I love this quote by Nick Cave:

“Ideas are timid things, in my experience. They come as whispers and you need to hold them in honest regard in order to receive them. Perhaps the idea is as scared as you. Perhaps the idea is as invisible as you may sometimes feel. It may be that the idea is simply mirroring your internal self and is reluctant to settle in a mind that is heavy with uncertainty, and that is repeating ancient mantras of self-doubt. These voices can best be banished by a spirited disobedience, a playful defiance. Disobey the voices by continuing to write. They are a lot less robust than they appear. The idea is closing in.”

Advice I don’t think is particularly helpful, at least to me, is when people tell you to gear your writing towards a specific market / audience. I especially love reading things that defy categorisation in regards to genre or the age group they are aimed at, and I don’t think it’s a writer’s duty to think about marketing in this way while they are writing.
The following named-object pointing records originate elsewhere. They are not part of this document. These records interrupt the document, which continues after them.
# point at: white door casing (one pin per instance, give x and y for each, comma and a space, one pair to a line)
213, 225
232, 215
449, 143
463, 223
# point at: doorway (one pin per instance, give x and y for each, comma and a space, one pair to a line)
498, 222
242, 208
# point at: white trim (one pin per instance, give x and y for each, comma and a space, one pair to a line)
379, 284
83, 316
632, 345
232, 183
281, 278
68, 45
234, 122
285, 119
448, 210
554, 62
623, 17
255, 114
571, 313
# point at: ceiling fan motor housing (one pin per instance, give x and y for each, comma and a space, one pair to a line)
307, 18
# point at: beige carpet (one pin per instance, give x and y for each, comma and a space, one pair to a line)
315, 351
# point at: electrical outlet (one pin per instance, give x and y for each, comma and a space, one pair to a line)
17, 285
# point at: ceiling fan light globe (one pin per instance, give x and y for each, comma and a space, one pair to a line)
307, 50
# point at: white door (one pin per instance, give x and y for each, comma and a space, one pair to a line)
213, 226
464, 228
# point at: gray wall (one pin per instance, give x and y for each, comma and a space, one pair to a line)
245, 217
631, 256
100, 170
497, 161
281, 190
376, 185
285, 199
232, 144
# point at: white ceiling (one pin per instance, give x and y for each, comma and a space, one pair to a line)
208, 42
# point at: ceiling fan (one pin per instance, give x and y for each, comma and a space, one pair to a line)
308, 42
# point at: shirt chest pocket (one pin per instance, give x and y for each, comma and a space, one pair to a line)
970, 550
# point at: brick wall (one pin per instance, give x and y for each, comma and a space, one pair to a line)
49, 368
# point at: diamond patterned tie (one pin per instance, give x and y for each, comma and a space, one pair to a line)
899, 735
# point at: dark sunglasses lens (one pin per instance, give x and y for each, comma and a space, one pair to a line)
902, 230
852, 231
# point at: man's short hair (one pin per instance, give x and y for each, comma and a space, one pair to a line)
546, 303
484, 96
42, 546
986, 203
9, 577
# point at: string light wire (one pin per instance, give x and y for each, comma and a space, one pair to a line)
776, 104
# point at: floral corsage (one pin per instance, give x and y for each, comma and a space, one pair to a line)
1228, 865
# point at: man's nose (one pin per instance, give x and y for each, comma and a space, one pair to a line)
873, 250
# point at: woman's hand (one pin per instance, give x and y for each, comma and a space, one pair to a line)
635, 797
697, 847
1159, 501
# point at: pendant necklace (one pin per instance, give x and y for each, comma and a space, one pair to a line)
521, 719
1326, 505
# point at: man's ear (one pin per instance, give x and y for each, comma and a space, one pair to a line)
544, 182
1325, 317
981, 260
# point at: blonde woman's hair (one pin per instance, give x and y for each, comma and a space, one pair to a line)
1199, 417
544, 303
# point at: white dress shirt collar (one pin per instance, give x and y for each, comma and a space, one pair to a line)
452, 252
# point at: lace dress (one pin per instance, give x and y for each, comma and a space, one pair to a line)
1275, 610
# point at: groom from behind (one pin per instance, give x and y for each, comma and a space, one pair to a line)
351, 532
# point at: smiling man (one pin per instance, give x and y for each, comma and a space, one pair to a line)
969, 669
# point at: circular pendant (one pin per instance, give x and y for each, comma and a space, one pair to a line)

I try to ignore the question of “who is this aimed at?” and just write something I might like to read myself.

 

What is your favourite song by a female singer, and why?

I am going to cheat again and list more than one, I have so many favourites!

Two songs that immediately spring to mind are Ditte Elly’s Winter and Rosie Caldecott’s The Swell (though it’s impossible to pick just one, I love all their songs and Rosie has also just released her incredible Lost Gardens EP). I met both Ditte and Rosie at Catweazle, a magical Open Mic night in Oxford and am in love with their voices and their songwiting. Other songs that make me happy are Fiona Apple’s Paperbag (again, impossible to pick just one – she is the reason I started writing songs in the first place) Laura Marling’s Soothing, Regina Spektor’s the first two albums, Cat Power’s Covers Record, Kate Bush’s Wuthering Heights, Tori Amos’ Horses and the songs by Jenny Lewis, Bettye Swann, Alev Lenz and Scout Niblett.